Das Germanische Nationalmuseum Nürnberg fragt: „Was ist deutsch?“

Elvis Presley „made in Germany“? Immerhin ist der „King of Rock’n Roll“ mit dem deutschen Volkslied „Muss i denn ...“ zu hören. Aber ist das schon typisch deutsch? Was ist überhaupt deutsch?

Fragen wir jemanden, der es wissen müsste: Ausstellungsleiter Matthias Hamann. „Wir sind zu dem Ergebnis gekommen, dass man eine verbindliche Antwort nicht geben kann", so der Kurator der Ausstellung „Was ist deutsch?“ im Germanischen Nationalmuseum Nürnberg. „Deutsch im eigentlichen Sinne istwahrscheinlich nur, diese Frage zu stellen.“

Seit etwa 200 Jahren – der Zeitraum auf den sich die Ausstellung im Wesentlichen beschränkt – hadern die Deutschen mit ihrer Mentalität. In kaum einem anderen Land wird die Frage nach der eigenen Identität so intensiv gestellt wie hierzulande. Die Einbürgerungs- und Leitkultur-Debatten sind dafür Beispiele. Ideal passt der in Nürnberg aufgebaute facettenreiche Historien- und Freizeitparcours zur aktuellen Debatte über Patriotismus und das Selbstverständnis der Nation, die durch die Fußballweltmeisterschaft noch einmal neuen Auftrieb bekommen hat. Jetzt kann der Ausstellungsbesucher im Germanischen Nationalmuseum anhand von Dokumenten, Gemälden, Plastiken, Büchern, Dingen der Alltags- und Hochkultur selber für sich beantworten, was für ihn deutsch ist.

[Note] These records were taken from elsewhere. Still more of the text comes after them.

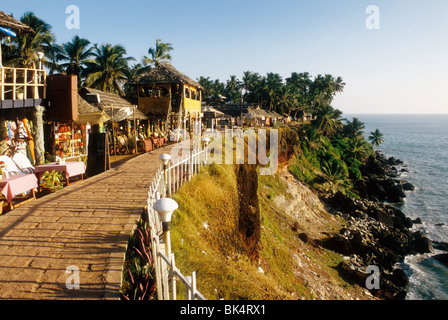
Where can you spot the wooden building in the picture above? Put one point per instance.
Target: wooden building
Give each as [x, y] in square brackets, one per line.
[169, 97]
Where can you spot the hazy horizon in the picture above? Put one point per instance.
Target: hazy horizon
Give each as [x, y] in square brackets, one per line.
[393, 60]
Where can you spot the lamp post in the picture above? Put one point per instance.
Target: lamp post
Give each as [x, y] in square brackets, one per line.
[165, 160]
[40, 55]
[165, 208]
[206, 142]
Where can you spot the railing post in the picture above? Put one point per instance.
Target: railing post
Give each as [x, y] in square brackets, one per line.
[165, 161]
[193, 285]
[173, 278]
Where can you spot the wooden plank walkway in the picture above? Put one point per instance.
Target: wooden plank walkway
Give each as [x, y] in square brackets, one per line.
[86, 225]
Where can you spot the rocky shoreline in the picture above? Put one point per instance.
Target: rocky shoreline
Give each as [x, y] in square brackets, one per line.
[377, 234]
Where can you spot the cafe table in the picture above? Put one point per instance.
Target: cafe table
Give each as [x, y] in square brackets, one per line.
[18, 184]
[70, 169]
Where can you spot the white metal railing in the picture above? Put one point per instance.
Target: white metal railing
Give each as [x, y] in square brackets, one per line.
[166, 183]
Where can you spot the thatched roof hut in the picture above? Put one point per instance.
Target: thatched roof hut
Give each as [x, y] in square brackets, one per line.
[9, 22]
[127, 113]
[111, 105]
[103, 99]
[165, 73]
[89, 114]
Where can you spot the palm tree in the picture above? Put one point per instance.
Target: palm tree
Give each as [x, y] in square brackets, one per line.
[250, 82]
[327, 120]
[354, 128]
[272, 87]
[359, 147]
[109, 69]
[161, 52]
[313, 138]
[53, 54]
[25, 47]
[76, 53]
[133, 73]
[335, 173]
[376, 138]
[233, 89]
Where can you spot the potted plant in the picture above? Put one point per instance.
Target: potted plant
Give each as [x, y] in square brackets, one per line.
[52, 181]
[4, 173]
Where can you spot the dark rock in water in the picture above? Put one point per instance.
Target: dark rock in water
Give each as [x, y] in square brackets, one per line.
[304, 237]
[393, 162]
[344, 202]
[442, 258]
[440, 245]
[295, 226]
[400, 278]
[417, 221]
[337, 244]
[420, 243]
[408, 186]
[357, 276]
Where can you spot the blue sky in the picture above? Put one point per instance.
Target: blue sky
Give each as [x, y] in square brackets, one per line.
[399, 68]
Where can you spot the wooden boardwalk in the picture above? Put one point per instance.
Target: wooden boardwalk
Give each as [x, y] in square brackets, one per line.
[86, 225]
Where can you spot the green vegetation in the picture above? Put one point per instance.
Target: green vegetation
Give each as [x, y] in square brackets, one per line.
[332, 153]
[53, 180]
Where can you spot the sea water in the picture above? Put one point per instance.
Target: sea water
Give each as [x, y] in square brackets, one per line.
[421, 141]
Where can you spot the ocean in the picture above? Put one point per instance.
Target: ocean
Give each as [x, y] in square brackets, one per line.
[421, 141]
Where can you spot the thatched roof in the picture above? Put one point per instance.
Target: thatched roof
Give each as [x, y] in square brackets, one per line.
[89, 114]
[85, 107]
[105, 99]
[18, 27]
[165, 73]
[127, 113]
[113, 106]
[260, 113]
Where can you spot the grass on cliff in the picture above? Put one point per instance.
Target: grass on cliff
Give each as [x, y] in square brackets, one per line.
[205, 239]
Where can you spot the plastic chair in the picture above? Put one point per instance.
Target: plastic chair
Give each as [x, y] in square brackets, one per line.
[10, 166]
[23, 163]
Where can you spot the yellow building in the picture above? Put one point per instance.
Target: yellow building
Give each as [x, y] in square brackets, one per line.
[168, 96]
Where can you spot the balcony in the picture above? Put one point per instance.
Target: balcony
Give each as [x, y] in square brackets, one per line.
[20, 87]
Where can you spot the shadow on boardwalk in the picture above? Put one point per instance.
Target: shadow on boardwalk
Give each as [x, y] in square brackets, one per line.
[86, 226]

Untergliedert ist die über das ganze Haus verteilte Präsentation in fünf Bereiche, die sich mit Themen wie „Vaterland“ , „Sehnsucht“ oder „Glaube“ beschäftigen. Auf 1500 Quadratmetern werden 700 Ausstellungsstücke gezeigt, Arbeiten von Künstlern wie Karl Friedrich Schinkel, Max Liebermann oder Philip Otto Runge, aber auch das „Sandmännchen“, eine Nivea-Dose, Tipp- Kick-Figuren, Schäferhunde aus Porzellan oder Nordic-Walking-Stöcke – zum Wandern durch den deutschen Wald.

Immer wieder sorgen kleine Inszenierungen für Irritationen. Auch der Blick vom Ausland auf die Deutschen spielt eine Rolle. So gelangt man in die Ausstellungseinheit ‚Geist’ beispielsweise durch eine Art Worttrichter. Darauf sind deutsche Worte zu lesen, die in Lexika verschiedenster Sprachen Eingang gefunden haben. „Überdirektor“ etwa. Oder: „gruebelsucht“, wie die Engländer sagen. „Zeitnot“ ist eine Bezeichnung im Russischen.

Hat der Besucher diese Barrieren überwunden, gelangt er gewissermaßen in die deutsche Innenwelt. Da begegnen ihm dann Geistesheroen wie Goethe oder Schiller. Manchmal ganz profan: auf Lebkuchenherzen oder Plakaten der NS-Zeit. Joseph Freiherr von Eichendorffs Buch „Aus dem Leben eines Taugenichts“ ist ebenso vertreten wie eine „Meistersinger“-Partitur von Richard Wagner oder Albrecht Dürers berühmte „Melancholia“-Graphik. Arnold Böcklins Sehnsuchtsbild „Villa am Meer“ und ein Jugendstil-Gemälde Heinrich Vogelers bilden einen Kontrast zu Jörg Immendorfs Linolschnitt „Café Deutschland“ oder Wolfgang Mattheuers „Jahrhundertschritt“, mit dem der Künstler 1987 die Flucht aus der DDR thematisierte.

Damit die Auswahl nicht völlig beliebig wirkt, setzen Leitobjekte Akzente. Gartenzwerge stehen augenzwinkernd in der Rubrik „Charakter“ herum. Auch sogenannte „deutsche Tugenden“ wie Pünktlichkeit oder Ordnung kommen auf den ironischen Prüfstand. Eine Mülltonne wirft die Frage auf, ob sich hinter der akribischen deutschen Mülltrennung übertriebener Ordnungswahn verbirgt oder lobenswerte Liebe zur Ökologie. Auch dunkle Kapitel bleiben in Nürnberg nicht ausgeklammert. So ist die Büste Adolf Hitlers als bewusster Stolperstein in der Präsentation vertreten. Auf sperrigen Quadern sind Fotografien Axel Thünkers von NS-Vernichtungslagern in ihrem aktuellen Zustand zu sehen.

Ist das deutsch? Oder eher Luthers berühmte „Thesen“? Die Ausstellung wirft mehr Fragen auf als sie beantwortet. Es geht weniger um eine Chronologie deutscher Geschichte als um ein feuilletonistisches Bild der Deutschen von sich selber. Kein brav-biederes Abschreiten deutscher Befindlichkeit, sondern eine gelungene nationale Identitätssuche zwischen Witz und Ernst, Klischee und Realität.

Nürnberg, bis 2. Oktober. Katalog 18 Euro.